Windows IoT command line output

Although the console application is supposed to write output to the console, none of it is shown. I am wondering if there are certain Win32 features missing in this Windows on Devices release, since no debug information is outputted to the console for most commands that are executed over Telnet. When I tried to debug the application from Visual Studio I was able to extract some further diagnostics:

IoT VS Debug Output

Perhaps this is due to a missing Visual Studio C++ runtime on the Galileo board. I tried to perform an unattended installation of this runtime it did not seem to install at all, although a lack of command line output makes this guesswork.

Conclusion

Microsoft’s IoT offering is still in its very early days. That doesn’t only apply to the Windows IoT operating system, but for also to Azure platform features like Event Hubs as well. Although this is an Alpha release of Windows IoT I can’t say I’m overly impressed. The Arduino compatibility is a great feature, but a lack of easy connectivity makes it just a ‘thing’ without Internet. Although you can use the Arduino Ethernet / HTTP library, I would have liked to benefit from the available C++ libraries to securely connect to APIs over HTTPS, something which is impossible on the Arduino platform.

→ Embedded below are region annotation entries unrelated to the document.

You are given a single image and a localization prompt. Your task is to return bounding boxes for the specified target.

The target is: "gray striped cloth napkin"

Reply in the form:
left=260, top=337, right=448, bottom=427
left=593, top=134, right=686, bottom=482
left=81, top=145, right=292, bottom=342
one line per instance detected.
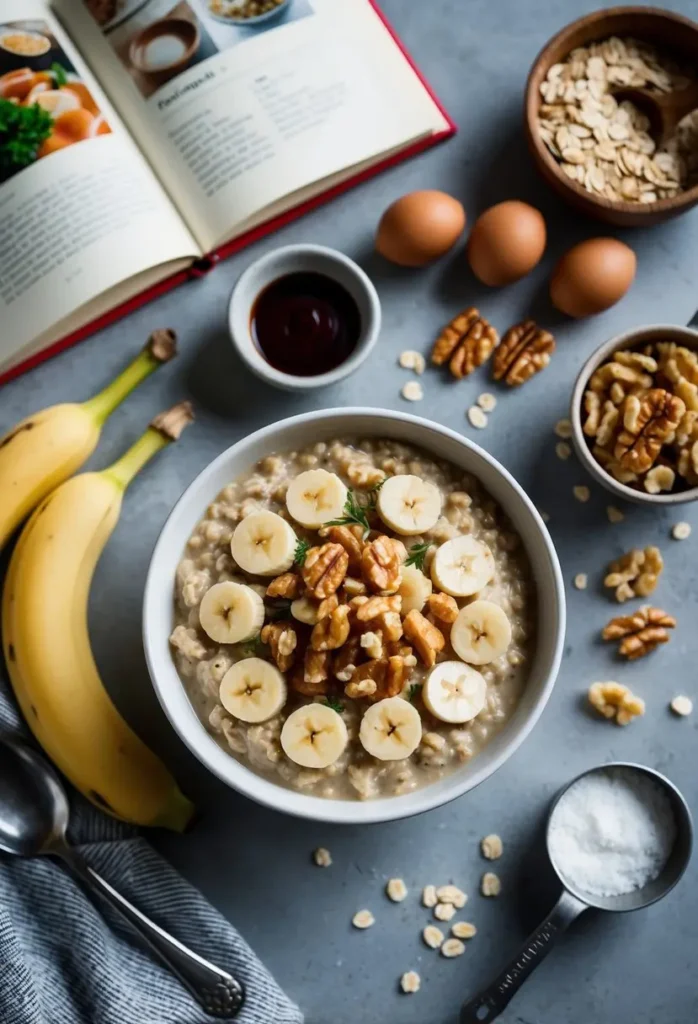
left=0, top=676, right=303, bottom=1024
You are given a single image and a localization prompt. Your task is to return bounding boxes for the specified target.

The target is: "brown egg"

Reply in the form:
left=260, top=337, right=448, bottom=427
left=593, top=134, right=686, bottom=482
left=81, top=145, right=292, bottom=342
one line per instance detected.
left=551, top=239, right=638, bottom=318
left=468, top=200, right=546, bottom=288
left=376, top=189, right=466, bottom=266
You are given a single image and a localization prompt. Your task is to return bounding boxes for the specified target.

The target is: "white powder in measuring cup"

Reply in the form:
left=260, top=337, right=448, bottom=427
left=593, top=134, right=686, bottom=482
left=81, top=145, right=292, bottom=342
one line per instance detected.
left=549, top=768, right=677, bottom=896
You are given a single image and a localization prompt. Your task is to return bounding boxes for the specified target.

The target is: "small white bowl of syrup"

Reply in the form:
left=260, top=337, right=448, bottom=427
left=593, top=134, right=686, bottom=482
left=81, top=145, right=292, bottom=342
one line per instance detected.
left=228, top=245, right=381, bottom=391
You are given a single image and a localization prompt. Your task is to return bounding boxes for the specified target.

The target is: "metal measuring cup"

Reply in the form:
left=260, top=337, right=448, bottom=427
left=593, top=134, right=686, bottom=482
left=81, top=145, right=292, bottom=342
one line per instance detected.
left=459, top=761, right=693, bottom=1024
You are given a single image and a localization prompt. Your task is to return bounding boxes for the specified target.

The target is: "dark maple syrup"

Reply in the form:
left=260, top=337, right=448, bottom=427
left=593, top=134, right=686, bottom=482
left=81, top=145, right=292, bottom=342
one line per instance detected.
left=250, top=271, right=361, bottom=377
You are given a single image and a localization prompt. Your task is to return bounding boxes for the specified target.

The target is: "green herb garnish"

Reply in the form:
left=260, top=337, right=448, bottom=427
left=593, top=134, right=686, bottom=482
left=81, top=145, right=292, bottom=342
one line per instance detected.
left=324, top=697, right=344, bottom=715
left=49, top=62, right=68, bottom=89
left=0, top=99, right=53, bottom=181
left=404, top=542, right=431, bottom=569
left=294, top=538, right=310, bottom=565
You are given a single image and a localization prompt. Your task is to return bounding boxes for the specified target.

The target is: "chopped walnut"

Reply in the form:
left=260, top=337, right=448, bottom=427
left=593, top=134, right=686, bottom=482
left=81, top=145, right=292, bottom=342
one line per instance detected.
left=427, top=594, right=459, bottom=625
left=301, top=543, right=349, bottom=600
left=601, top=604, right=677, bottom=662
left=266, top=572, right=303, bottom=600
left=361, top=534, right=400, bottom=594
left=587, top=682, right=645, bottom=725
left=290, top=647, right=330, bottom=697
left=310, top=604, right=349, bottom=650
left=261, top=622, right=298, bottom=672
left=402, top=608, right=446, bottom=669
left=604, top=547, right=664, bottom=603
left=432, top=306, right=499, bottom=379
left=328, top=524, right=363, bottom=573
left=613, top=388, right=686, bottom=473
left=492, top=321, right=555, bottom=387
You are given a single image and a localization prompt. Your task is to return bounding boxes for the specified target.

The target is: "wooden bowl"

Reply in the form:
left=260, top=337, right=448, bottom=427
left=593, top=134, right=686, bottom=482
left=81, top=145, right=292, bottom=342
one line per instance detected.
left=524, top=7, right=698, bottom=227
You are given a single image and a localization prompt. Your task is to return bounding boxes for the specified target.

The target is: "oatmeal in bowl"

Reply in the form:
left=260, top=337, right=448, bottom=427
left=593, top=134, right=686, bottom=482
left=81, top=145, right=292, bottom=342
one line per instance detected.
left=145, top=411, right=564, bottom=820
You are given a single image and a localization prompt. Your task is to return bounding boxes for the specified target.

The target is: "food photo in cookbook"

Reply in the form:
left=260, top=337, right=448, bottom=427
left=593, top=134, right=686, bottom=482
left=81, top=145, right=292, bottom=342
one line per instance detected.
left=0, top=20, right=111, bottom=183
left=0, top=0, right=698, bottom=1024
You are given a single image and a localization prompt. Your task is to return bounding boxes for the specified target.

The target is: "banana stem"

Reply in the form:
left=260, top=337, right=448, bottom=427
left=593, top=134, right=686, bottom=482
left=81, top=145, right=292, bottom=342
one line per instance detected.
left=102, top=401, right=193, bottom=490
left=83, top=328, right=177, bottom=426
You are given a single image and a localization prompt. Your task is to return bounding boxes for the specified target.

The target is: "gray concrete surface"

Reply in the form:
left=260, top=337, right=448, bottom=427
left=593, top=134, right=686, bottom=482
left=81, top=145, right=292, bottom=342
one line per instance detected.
left=0, top=0, right=698, bottom=1024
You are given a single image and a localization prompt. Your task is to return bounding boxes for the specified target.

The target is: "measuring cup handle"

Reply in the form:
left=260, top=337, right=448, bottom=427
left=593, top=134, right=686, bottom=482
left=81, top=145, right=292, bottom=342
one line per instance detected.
left=459, top=890, right=586, bottom=1024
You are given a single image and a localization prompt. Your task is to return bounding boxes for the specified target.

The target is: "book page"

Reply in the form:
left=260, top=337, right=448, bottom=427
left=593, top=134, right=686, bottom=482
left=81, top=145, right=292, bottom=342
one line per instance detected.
left=55, top=0, right=447, bottom=250
left=0, top=0, right=200, bottom=372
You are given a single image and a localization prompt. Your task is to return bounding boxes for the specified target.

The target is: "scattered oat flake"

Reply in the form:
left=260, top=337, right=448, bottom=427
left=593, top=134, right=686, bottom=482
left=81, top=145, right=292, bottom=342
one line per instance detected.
left=398, top=348, right=426, bottom=374
left=671, top=522, right=691, bottom=541
left=436, top=885, right=468, bottom=909
left=468, top=406, right=488, bottom=430
left=351, top=910, right=376, bottom=930
left=400, top=381, right=424, bottom=401
left=386, top=879, right=407, bottom=903
left=480, top=871, right=501, bottom=896
left=422, top=925, right=443, bottom=949
left=434, top=903, right=455, bottom=921
left=669, top=696, right=693, bottom=718
left=400, top=971, right=422, bottom=995
left=478, top=391, right=496, bottom=413
left=441, top=939, right=466, bottom=958
left=480, top=833, right=505, bottom=860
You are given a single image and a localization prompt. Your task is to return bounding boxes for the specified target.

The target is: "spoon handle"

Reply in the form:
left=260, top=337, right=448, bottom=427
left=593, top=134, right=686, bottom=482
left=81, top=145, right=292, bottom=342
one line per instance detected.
left=460, top=890, right=586, bottom=1024
left=54, top=848, right=245, bottom=1020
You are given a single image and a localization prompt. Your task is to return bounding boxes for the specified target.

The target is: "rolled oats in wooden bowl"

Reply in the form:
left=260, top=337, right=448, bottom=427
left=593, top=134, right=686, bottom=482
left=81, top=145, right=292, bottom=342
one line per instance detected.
left=526, top=7, right=698, bottom=226
left=144, top=411, right=564, bottom=820
left=570, top=324, right=698, bottom=505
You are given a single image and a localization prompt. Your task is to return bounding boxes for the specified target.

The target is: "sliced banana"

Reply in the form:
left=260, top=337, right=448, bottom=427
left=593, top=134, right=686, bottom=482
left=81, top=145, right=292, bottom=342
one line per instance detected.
left=422, top=662, right=487, bottom=724
left=431, top=535, right=494, bottom=597
left=230, top=511, right=298, bottom=575
left=199, top=580, right=264, bottom=643
left=281, top=703, right=349, bottom=768
left=358, top=697, right=422, bottom=761
left=378, top=475, right=441, bottom=537
left=450, top=601, right=512, bottom=665
left=286, top=469, right=347, bottom=529
left=398, top=565, right=433, bottom=616
left=219, top=657, right=288, bottom=723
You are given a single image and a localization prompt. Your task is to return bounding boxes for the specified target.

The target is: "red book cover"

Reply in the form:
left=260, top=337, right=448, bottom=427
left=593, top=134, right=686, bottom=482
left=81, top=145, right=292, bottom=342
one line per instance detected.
left=0, top=0, right=457, bottom=386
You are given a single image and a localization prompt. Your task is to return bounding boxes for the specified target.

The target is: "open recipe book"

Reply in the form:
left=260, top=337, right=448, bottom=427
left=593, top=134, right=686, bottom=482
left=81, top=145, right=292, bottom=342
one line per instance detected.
left=0, top=0, right=454, bottom=381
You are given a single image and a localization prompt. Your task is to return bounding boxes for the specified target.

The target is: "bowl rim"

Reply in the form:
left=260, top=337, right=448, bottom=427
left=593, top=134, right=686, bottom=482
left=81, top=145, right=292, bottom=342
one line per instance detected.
left=142, top=407, right=566, bottom=824
left=524, top=5, right=698, bottom=220
left=227, top=242, right=382, bottom=391
left=570, top=324, right=698, bottom=507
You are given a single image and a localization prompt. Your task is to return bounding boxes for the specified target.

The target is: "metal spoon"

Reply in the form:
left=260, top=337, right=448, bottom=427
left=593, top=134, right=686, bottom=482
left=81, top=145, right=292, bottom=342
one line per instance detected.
left=0, top=737, right=245, bottom=1020
left=613, top=82, right=698, bottom=148
left=460, top=761, right=693, bottom=1024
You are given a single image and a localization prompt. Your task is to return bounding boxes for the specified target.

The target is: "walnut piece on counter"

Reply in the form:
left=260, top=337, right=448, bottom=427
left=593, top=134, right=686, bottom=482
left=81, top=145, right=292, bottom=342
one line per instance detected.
left=432, top=306, right=499, bottom=379
left=301, top=542, right=349, bottom=601
left=492, top=319, right=555, bottom=387
left=587, top=682, right=645, bottom=725
left=601, top=604, right=677, bottom=662
left=604, top=546, right=664, bottom=603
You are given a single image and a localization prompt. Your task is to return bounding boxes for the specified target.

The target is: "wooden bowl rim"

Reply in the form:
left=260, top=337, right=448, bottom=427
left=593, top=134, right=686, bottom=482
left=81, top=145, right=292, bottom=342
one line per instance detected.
left=524, top=6, right=698, bottom=220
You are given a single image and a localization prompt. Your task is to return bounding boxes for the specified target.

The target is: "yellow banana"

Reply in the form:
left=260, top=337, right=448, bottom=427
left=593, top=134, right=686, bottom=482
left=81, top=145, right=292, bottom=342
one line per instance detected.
left=0, top=331, right=176, bottom=551
left=2, top=402, right=192, bottom=830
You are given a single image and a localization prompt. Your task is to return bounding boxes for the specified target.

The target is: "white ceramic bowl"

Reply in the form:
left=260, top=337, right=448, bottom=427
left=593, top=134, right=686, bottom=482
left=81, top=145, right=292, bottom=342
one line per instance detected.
left=570, top=324, right=698, bottom=507
left=228, top=245, right=381, bottom=391
left=143, top=409, right=565, bottom=824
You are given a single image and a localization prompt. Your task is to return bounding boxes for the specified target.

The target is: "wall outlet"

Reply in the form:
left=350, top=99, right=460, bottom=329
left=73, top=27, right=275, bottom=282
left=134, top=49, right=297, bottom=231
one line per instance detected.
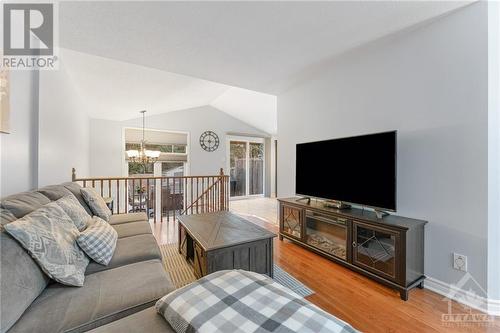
left=453, top=253, right=467, bottom=272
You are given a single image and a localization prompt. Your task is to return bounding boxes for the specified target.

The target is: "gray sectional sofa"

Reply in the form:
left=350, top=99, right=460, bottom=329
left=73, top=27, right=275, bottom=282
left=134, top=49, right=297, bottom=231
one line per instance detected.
left=0, top=183, right=174, bottom=333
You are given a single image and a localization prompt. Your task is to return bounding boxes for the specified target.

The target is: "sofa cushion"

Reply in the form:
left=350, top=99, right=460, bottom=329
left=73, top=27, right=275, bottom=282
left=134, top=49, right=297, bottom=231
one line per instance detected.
left=0, top=231, right=49, bottom=333
left=36, top=185, right=72, bottom=201
left=61, top=182, right=94, bottom=215
left=0, top=192, right=50, bottom=219
left=108, top=212, right=148, bottom=224
left=89, top=306, right=175, bottom=333
left=54, top=193, right=91, bottom=231
left=0, top=208, right=17, bottom=225
left=80, top=187, right=112, bottom=222
left=4, top=202, right=89, bottom=286
left=5, top=260, right=173, bottom=333
left=85, top=235, right=161, bottom=274
left=112, top=221, right=152, bottom=238
left=76, top=216, right=118, bottom=265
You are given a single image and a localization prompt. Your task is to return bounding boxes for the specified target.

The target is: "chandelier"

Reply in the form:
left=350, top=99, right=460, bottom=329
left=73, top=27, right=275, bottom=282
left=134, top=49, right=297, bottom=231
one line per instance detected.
left=126, top=110, right=160, bottom=165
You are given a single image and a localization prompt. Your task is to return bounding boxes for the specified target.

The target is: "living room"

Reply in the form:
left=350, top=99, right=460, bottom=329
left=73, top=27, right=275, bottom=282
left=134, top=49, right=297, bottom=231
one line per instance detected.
left=0, top=1, right=500, bottom=332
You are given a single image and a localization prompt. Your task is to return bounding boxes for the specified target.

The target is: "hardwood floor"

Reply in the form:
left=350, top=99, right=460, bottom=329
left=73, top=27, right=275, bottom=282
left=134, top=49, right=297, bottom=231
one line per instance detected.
left=151, top=198, right=500, bottom=332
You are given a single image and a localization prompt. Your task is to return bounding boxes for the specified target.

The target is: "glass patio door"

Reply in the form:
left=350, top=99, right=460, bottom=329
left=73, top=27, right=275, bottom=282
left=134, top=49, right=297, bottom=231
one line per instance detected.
left=228, top=138, right=264, bottom=198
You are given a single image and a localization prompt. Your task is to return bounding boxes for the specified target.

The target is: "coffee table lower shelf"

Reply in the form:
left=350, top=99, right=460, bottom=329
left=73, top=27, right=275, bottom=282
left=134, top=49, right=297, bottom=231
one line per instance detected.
left=179, top=223, right=273, bottom=279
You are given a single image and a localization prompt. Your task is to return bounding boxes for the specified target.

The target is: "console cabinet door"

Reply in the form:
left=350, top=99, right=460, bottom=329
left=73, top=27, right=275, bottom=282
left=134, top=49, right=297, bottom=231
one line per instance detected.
left=280, top=205, right=304, bottom=240
left=352, top=221, right=401, bottom=283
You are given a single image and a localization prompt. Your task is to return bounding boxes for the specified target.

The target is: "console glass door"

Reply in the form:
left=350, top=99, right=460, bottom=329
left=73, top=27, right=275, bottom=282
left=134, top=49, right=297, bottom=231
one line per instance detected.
left=305, top=210, right=347, bottom=260
left=281, top=206, right=302, bottom=239
left=352, top=223, right=399, bottom=281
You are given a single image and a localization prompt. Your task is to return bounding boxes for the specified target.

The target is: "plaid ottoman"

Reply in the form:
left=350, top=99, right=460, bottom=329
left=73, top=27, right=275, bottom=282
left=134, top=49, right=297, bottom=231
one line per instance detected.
left=156, top=270, right=356, bottom=333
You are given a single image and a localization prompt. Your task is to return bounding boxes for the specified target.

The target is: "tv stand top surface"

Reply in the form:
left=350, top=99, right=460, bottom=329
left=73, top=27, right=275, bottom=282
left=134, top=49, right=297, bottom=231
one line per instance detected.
left=278, top=197, right=427, bottom=230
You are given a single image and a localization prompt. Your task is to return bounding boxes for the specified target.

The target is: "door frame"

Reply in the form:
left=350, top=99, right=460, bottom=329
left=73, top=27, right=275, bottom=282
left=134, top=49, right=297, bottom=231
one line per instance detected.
left=226, top=135, right=267, bottom=200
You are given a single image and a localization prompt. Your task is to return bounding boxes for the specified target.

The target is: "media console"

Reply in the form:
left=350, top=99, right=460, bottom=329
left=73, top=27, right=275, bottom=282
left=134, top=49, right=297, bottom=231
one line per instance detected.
left=278, top=198, right=427, bottom=301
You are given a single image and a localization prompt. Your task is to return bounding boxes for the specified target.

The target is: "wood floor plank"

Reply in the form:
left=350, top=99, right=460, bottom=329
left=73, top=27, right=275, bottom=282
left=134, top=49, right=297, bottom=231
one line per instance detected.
left=151, top=198, right=500, bottom=333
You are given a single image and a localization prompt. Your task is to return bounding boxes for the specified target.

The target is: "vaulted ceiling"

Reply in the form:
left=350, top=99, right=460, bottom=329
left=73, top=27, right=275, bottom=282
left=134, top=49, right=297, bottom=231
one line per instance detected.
left=59, top=1, right=469, bottom=133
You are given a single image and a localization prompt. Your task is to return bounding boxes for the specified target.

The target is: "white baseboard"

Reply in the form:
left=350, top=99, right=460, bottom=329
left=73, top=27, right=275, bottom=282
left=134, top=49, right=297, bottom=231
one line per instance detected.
left=424, top=277, right=500, bottom=316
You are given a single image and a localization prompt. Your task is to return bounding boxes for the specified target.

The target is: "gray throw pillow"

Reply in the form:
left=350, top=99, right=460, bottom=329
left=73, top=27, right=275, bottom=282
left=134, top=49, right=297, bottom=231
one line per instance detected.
left=80, top=187, right=111, bottom=222
left=76, top=216, right=118, bottom=265
left=55, top=194, right=91, bottom=231
left=4, top=202, right=89, bottom=286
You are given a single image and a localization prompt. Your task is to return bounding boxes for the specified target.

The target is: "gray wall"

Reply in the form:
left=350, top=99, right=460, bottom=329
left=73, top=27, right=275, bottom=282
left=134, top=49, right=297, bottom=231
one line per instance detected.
left=278, top=3, right=488, bottom=289
left=0, top=71, right=39, bottom=197
left=0, top=61, right=89, bottom=197
left=88, top=106, right=269, bottom=184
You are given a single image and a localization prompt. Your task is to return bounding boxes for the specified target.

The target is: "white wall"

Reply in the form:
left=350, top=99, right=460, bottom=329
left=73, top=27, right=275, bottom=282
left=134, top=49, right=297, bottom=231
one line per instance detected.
left=0, top=71, right=38, bottom=197
left=278, top=3, right=488, bottom=289
left=38, top=58, right=90, bottom=187
left=88, top=106, right=269, bottom=182
left=488, top=1, right=500, bottom=299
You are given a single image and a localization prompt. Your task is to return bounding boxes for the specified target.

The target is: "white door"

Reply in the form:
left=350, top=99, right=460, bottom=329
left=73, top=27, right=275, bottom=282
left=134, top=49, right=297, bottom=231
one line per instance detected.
left=227, top=137, right=265, bottom=199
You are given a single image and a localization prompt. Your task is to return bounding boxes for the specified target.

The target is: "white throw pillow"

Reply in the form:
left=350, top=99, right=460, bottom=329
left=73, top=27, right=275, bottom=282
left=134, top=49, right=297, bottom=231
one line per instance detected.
left=4, top=202, right=89, bottom=286
left=76, top=216, right=118, bottom=265
left=80, top=187, right=111, bottom=222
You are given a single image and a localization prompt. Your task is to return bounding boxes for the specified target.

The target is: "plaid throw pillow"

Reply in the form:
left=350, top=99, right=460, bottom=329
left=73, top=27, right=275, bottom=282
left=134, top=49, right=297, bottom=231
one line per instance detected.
left=76, top=216, right=118, bottom=265
left=80, top=187, right=111, bottom=222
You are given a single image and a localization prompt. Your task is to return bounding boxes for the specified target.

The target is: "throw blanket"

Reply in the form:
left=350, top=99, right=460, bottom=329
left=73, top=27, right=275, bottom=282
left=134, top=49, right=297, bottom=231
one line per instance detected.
left=156, top=270, right=356, bottom=333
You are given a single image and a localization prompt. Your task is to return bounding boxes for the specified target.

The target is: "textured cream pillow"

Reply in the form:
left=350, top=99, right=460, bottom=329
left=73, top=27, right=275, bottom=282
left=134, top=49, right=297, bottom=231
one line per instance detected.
left=4, top=202, right=89, bottom=286
left=80, top=187, right=111, bottom=222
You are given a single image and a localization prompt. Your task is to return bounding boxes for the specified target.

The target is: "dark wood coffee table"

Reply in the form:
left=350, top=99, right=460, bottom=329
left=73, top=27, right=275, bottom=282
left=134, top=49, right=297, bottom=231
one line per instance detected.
left=178, top=212, right=276, bottom=278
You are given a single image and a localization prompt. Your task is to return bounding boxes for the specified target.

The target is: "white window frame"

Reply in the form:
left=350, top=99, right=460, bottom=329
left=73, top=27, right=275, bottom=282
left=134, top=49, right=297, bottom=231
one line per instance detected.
left=226, top=135, right=267, bottom=200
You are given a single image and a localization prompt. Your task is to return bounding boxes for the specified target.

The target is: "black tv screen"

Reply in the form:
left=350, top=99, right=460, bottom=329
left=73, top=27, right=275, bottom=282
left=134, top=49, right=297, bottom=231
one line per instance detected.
left=295, top=131, right=397, bottom=211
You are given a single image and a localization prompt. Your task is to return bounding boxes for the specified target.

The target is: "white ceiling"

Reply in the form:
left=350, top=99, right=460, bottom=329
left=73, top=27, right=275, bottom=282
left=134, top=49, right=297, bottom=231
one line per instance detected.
left=59, top=1, right=467, bottom=94
left=60, top=49, right=276, bottom=134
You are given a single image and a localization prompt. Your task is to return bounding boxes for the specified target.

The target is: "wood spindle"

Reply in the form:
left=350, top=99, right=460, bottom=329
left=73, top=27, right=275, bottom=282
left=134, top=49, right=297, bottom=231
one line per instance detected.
left=123, top=179, right=128, bottom=214
left=116, top=179, right=120, bottom=214
left=165, top=177, right=171, bottom=223
left=172, top=178, right=177, bottom=222
left=160, top=178, right=163, bottom=223
left=189, top=178, right=193, bottom=214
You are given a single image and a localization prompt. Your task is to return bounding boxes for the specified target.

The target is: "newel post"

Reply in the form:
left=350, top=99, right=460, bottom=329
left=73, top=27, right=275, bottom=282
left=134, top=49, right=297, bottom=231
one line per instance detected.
left=219, top=168, right=226, bottom=211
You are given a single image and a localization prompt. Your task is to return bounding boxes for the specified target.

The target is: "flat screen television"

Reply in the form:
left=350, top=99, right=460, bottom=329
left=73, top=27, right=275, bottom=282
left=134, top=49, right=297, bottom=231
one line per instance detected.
left=295, top=131, right=397, bottom=211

The Microsoft product documentation looks rather sloppy at times and is generally just lacking and I’m curious to see what the next release will bring along. According to Microsoft’s FAQ they’re focussing on supporting the universal app model. The recent announcements around open sourcing the .NET Framework will perhaps enable us to use some .NET Framework features in a Galileo Linux distribution in the not-to-distant future.

In a future blog post I will explore some other scenarios for the Intel Galileo using Intel’s IoT XDK, Node JS and look at how to connect the Galileo board to some of the Microsoft Azure platform services.